Di Arab Saudi, negara bukan hanya membangun dan merawat masjid, para imam dan pengurus masjid diberi gaji yang sangat layak. Jadi pemerintah Arab Saudi berhak memecat ulama yang tidak sesuai dengan kebijakan negara. Pemerintah Singapura juga berhak mengatur ulama.
Alasan ketiga, menurut Dradjad, mengapa Kemenag tidak mengeluarkan pengaturan dan daftar serupa bagi penceramah agama lain seperti romo, pendeta, pedanda, biksu, dan jiao sheng?. “Apakah ini bukan perlakuan diskriminatif oleh negara terhadap ulama?” tanya Dradjad.
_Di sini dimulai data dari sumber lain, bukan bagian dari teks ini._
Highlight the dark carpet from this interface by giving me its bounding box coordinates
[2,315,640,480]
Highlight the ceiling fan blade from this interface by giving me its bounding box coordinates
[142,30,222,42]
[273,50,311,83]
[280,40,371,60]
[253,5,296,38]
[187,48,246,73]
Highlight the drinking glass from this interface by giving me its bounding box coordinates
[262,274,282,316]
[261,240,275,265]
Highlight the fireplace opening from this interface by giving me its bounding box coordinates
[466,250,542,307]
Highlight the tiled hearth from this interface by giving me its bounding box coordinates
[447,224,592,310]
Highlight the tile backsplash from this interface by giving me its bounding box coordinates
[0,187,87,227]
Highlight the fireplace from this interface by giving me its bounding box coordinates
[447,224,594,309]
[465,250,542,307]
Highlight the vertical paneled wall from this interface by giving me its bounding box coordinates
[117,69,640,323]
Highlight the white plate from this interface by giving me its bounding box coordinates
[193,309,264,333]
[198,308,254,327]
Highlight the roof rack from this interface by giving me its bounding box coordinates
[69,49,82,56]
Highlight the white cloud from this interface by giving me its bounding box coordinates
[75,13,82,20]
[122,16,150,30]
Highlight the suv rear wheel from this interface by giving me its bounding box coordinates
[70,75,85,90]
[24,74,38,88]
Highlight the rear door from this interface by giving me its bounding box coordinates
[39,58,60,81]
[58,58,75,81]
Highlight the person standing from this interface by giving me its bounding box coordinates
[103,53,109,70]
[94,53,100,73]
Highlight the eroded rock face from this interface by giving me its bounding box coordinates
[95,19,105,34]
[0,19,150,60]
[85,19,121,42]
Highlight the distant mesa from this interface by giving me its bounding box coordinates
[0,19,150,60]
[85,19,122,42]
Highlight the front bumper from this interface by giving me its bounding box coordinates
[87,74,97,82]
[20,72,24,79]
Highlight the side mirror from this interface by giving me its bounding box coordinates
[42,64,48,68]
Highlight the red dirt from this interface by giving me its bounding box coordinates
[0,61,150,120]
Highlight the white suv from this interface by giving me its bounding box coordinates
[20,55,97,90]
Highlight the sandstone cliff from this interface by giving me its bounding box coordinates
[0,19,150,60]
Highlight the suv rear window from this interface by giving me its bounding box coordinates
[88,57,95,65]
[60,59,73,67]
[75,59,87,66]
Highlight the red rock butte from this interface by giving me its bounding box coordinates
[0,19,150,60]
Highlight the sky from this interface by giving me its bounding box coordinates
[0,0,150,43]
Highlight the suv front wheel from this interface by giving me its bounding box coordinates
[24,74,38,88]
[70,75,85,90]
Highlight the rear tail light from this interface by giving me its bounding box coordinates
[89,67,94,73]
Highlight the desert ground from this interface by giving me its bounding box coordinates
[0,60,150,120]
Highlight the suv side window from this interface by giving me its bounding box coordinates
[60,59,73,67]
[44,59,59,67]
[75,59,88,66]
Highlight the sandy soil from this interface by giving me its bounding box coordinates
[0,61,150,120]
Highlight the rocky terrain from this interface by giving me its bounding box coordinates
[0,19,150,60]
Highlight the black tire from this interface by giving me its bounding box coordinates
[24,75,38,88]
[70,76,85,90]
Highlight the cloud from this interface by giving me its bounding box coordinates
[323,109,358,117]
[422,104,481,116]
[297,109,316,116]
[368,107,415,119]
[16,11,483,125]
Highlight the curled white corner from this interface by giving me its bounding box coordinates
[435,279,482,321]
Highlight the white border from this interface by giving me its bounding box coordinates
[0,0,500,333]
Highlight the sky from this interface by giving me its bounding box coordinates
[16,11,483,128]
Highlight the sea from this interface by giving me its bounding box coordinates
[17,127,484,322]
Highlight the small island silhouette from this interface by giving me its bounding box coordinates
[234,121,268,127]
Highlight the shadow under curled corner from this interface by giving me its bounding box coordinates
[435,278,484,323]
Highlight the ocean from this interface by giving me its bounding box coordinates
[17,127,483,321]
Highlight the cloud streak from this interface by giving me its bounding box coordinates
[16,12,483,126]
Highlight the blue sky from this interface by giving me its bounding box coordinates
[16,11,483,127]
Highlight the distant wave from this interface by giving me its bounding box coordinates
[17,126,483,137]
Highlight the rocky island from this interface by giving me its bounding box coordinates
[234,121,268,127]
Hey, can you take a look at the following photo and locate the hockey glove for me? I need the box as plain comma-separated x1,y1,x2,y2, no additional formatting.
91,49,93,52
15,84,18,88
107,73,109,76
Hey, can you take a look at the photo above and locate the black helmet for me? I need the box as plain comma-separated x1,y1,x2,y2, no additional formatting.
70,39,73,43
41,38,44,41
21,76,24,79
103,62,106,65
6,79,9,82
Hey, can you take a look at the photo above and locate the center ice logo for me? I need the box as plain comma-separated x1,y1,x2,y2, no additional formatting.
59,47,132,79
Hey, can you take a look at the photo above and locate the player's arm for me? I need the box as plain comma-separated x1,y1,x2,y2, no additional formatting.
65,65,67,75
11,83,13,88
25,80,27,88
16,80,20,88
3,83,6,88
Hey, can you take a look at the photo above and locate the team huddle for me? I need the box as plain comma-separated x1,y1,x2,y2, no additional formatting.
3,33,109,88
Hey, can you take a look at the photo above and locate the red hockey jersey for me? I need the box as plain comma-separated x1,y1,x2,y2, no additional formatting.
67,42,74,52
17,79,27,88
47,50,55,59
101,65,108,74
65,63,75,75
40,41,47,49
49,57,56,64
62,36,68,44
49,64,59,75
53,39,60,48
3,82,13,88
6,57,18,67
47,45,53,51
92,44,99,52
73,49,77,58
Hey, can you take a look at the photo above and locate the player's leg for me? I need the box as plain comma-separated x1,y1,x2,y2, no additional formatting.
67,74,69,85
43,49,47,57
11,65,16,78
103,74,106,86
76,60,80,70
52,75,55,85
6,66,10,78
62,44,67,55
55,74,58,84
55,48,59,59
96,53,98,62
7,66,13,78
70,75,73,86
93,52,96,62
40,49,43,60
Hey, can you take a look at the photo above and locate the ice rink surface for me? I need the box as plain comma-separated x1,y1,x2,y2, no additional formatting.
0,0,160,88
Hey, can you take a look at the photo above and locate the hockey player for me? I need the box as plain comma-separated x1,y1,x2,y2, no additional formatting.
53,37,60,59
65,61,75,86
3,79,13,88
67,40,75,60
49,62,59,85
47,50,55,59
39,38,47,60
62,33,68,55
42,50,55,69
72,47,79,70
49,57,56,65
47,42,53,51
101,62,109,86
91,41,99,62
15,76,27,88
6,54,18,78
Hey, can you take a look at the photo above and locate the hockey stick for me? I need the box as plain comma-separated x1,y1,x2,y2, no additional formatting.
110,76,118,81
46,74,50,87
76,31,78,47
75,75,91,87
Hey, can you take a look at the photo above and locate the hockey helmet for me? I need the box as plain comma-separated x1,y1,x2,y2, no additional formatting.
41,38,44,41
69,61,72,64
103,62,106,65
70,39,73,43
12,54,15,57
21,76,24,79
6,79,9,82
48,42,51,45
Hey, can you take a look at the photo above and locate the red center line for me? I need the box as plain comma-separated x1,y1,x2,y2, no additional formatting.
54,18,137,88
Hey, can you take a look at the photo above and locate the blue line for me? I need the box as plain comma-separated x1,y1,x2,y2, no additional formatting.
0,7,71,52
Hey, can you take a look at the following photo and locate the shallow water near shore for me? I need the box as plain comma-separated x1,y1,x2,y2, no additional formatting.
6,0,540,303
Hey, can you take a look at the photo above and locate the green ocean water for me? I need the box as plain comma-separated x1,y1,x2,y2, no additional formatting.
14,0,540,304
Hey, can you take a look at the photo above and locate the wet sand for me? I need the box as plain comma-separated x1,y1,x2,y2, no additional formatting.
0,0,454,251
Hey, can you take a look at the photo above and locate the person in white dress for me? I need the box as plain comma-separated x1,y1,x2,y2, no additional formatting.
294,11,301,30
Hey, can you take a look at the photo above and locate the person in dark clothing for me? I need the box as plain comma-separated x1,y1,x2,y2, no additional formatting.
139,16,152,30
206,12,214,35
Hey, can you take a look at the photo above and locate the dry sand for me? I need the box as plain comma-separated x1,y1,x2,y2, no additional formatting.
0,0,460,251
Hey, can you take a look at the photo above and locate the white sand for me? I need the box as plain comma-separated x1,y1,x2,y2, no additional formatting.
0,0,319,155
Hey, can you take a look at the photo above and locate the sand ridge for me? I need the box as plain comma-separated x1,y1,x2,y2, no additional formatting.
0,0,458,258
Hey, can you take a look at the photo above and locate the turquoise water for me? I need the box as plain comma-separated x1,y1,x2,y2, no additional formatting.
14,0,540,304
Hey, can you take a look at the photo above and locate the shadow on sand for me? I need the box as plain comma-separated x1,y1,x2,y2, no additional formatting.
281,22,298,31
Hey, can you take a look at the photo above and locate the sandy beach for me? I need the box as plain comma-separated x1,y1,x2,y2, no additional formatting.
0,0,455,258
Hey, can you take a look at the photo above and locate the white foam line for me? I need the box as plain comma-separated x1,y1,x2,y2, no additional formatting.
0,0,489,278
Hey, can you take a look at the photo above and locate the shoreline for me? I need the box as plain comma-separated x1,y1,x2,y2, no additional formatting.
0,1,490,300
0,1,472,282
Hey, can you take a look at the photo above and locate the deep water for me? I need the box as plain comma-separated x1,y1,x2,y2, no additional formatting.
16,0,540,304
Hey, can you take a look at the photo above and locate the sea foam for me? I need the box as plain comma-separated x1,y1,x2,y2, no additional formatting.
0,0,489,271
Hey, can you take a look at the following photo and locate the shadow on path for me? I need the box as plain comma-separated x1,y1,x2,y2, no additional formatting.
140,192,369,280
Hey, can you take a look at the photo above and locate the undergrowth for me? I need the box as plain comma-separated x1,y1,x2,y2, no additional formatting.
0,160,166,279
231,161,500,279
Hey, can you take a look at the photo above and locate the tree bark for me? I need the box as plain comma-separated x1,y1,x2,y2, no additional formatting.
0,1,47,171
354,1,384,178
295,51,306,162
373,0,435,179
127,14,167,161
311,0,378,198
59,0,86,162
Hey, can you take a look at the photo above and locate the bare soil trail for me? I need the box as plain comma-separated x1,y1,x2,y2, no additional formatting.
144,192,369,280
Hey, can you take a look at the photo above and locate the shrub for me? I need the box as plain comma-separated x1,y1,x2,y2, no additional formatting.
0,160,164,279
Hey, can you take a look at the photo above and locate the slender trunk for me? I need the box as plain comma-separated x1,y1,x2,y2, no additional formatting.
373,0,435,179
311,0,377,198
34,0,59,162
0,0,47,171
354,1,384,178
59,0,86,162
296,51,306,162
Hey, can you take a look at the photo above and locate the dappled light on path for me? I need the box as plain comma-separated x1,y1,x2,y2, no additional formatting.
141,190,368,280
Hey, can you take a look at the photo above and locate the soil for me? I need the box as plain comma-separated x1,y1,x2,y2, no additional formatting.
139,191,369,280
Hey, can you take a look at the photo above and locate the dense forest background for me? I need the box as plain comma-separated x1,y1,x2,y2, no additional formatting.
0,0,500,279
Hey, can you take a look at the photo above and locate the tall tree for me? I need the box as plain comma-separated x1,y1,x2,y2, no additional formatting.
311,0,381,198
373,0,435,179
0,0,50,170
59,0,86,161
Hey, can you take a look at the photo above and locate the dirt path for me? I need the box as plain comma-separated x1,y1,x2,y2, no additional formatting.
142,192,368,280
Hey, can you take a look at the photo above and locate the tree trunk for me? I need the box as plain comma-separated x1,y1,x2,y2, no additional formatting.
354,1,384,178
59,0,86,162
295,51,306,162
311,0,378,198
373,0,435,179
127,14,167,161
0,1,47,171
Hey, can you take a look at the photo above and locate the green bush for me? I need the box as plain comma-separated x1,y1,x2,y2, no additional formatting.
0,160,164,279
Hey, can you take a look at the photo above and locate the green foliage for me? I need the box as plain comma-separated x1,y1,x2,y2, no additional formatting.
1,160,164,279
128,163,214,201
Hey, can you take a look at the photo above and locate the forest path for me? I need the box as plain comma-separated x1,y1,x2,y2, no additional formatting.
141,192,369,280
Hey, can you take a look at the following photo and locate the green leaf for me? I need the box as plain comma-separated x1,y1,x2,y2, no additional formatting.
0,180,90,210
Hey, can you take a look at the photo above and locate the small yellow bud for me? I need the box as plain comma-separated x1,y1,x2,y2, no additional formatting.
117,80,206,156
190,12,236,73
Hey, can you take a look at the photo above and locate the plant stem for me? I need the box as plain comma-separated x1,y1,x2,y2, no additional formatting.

Karena itu, Dradjad meminta Menteri Agama membatalkan eksperimen yang kontra-produktif ini. Biarlah takmir masjid yang menyeleksi sendiri khatib. Mereka sudah punya filternya. “Toh takmir dan jamaah juga yang jatuh bangun mendirikan dan memakmurkan masjid,” paparnya. []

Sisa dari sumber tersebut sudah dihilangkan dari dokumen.